Prevalence of chloroquine and antifolate drug resistance alleles in Plasmodium falciparum clinical isolates from three areas in Ghana

Abstract

Background: The emergence and spread of resistance in Plasmodium falciparum to chloroquine (CQ) necessitated the change from CQ to artemisinin-based combination therapies (ACTs) as first-line drug for the management of uncomplicated malaria in Ghana in 2005. Sulphadoxine-pyrimethamine (SP) which was the second line antimalarial drug in Ghana, was now adopted for intermittent preventive treatment of malaria in pregnancy (IPTp). Methods: To examine the prevalence of molecular markers associated with CQ and antifolate drug resistance in Ghana, we employed restriction fragment length polymorphism polymerase chain reaction to genotype and compare single nucleotide polymorphisms (SNPs) in the P. falciparum chloroquine resistance transporter ( pfcrt, PF3D7_0709000), multidrug resistance ( pfmdr1, PF3D7_0523000), bifunctional dihydrofolate reductase-thymidylate synthase ( pfdhfr, PF3D7_0417200) and dihydropteroate synthase ( pfdhps, PF3D7_0810800) genes. Parasites were collected from children with malaria reporting to hospitals in three different epidemiological areas of Ghana (Accra, Kintampo and Navrongo) in 2012-2013 and 2016-2017. Results: The overall prevalence of the CQ resistance-associated pfcrt 76T allele was 8%, whereas pfmdr1 86Y and 184F alleles were present in 10.2% and 65.1% of infections, respectively. The majority of the isolates harboured the antifolate resistance-associated pfdhfr alleles 51I (83.4%), 59R (85.9 %) and 108N (90.5%). Pfdhps 437G and 540E were detected in 90.6% and 0.7% of infections, respectively. We observed no significant difference across the three study sites for all the polymorphisms except for pfdhps 437G, which was more common in Accra compared to Kintampo for the 2016-2017 isolates.
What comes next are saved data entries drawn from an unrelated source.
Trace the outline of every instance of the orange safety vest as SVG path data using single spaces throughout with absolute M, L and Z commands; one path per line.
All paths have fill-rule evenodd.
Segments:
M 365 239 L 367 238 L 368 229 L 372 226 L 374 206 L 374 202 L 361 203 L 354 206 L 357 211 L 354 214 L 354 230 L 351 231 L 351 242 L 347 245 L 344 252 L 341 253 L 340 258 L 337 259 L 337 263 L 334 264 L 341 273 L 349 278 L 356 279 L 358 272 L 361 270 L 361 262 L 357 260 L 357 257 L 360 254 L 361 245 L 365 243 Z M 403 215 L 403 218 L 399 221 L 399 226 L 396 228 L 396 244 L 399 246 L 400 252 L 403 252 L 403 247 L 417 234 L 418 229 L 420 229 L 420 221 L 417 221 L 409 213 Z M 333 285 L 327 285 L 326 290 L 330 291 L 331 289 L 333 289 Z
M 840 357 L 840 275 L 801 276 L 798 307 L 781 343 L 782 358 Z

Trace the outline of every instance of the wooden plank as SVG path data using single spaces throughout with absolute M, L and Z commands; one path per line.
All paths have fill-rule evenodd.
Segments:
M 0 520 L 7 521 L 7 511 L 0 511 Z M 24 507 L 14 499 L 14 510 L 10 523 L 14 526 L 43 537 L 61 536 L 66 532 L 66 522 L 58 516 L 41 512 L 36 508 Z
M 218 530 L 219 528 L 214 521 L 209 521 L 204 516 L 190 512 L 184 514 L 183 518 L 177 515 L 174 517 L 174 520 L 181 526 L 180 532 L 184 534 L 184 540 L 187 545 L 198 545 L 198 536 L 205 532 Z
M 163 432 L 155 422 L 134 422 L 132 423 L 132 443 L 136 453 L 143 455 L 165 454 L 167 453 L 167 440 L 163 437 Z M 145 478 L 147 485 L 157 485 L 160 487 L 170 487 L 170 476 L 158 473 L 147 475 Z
Across both pfdhfr and pfdhps genes, a large proportion (61%) of the isolates harboured the quadruple mutant combination (I 51 R 59 N 108/ G 437). CQ resistance alleles decreased during the 12 years after CQ withdrawal, but an mediate SP resistance alleles increased. Conclusion: Surveillance of the prevalence of resistance alleles is necessary in monitoring the efficacy of antimalarial drugs.